In recent years more and more companies have begun to take account of corporate responsibility issues in their planning. Larger organizations have significant compliance considerations, many companies are seeing efficiency gains and cost savings from energy, waste and water initiatives, and assessment of supply chains is having impacts both environmentally and socially.
Marketers have tended to regard such considerations as the responsibility of a CSR or supply chain function, however, and little to do with the development of brand strategies (with the sometimes exception of the corporate brand). Typically, sustainability issues are seen as being concerned with compliance, production of the annual report, corporate communications to shareholders and analysts, etc.
Even where companies have made impressive gains in becoming more sustainable, and relevant processes exist for capturing appropriate data, marketers are often unaware of the potential opportunities that such developments represent for innovation and brand building. Yet marketers should be driving these changes.
A significant, but related problem is that of the diminishing role for marketing in many organizations. In such companies marketing is regarded as being responsible for marketing communications activity and little more. The concept of marketing comprising a much broader and more strategic ‘marketing mix’ is having to fight a rearguard action.
Finally, marketers are – to a significant degree, understandably – preoccupied with managing their brands in a very difficult economic climate, whilst getting to grips with a plethora of new digital and social media. The more far-sighted may see, however, that these very issues are harbingers of a substantially different landscape in which their brands will have to compete in future, of which sustainability is an integral part.
A small, but growing number of organizations are beginning to drive sustainability considerations into the core of their business strategies, however, and recognising the pivotal role of marketing and brands. Companies such as Marks & Spencer, GE and Unilever increasingly define themselves in terms of sustainability.

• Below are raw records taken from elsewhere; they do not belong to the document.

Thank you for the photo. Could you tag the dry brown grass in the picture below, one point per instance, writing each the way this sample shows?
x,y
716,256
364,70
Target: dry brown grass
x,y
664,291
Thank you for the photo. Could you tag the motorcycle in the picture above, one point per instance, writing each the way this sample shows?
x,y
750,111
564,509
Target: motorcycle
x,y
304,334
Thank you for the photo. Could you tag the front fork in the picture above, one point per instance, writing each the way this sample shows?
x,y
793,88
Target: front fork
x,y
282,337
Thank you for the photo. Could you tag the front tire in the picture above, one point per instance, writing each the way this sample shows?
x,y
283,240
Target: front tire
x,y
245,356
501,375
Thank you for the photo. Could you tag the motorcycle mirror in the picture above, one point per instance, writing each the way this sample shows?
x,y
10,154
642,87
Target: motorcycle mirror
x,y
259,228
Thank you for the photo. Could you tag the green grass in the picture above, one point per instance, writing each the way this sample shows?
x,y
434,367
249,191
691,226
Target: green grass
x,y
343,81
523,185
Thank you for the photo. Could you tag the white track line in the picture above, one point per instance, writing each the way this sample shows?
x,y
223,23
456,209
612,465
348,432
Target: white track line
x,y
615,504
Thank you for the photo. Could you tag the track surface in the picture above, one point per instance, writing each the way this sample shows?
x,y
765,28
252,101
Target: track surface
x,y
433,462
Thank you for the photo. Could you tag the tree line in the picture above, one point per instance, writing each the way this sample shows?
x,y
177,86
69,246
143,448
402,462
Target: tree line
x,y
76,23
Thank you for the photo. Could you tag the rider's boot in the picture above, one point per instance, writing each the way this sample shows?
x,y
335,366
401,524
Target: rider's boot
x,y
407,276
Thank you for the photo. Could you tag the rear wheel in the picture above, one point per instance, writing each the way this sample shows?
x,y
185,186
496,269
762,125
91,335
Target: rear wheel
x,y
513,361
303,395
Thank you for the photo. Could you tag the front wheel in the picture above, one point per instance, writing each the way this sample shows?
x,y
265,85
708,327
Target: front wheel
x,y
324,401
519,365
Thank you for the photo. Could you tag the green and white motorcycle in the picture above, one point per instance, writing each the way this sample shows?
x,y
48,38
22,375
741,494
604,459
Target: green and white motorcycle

Marketers’ lack of familiarity and involvement with sustainability issues, and their potential for realising innovation and new sources of competitive advantage, is likely to severely disadvantage the majority of companies as they try to compete against these sustainability leaders. That same lack of involvement is also likely to seriously impede the career progression of many marketers as other disciplines take over this critical strategic area that they have neglected.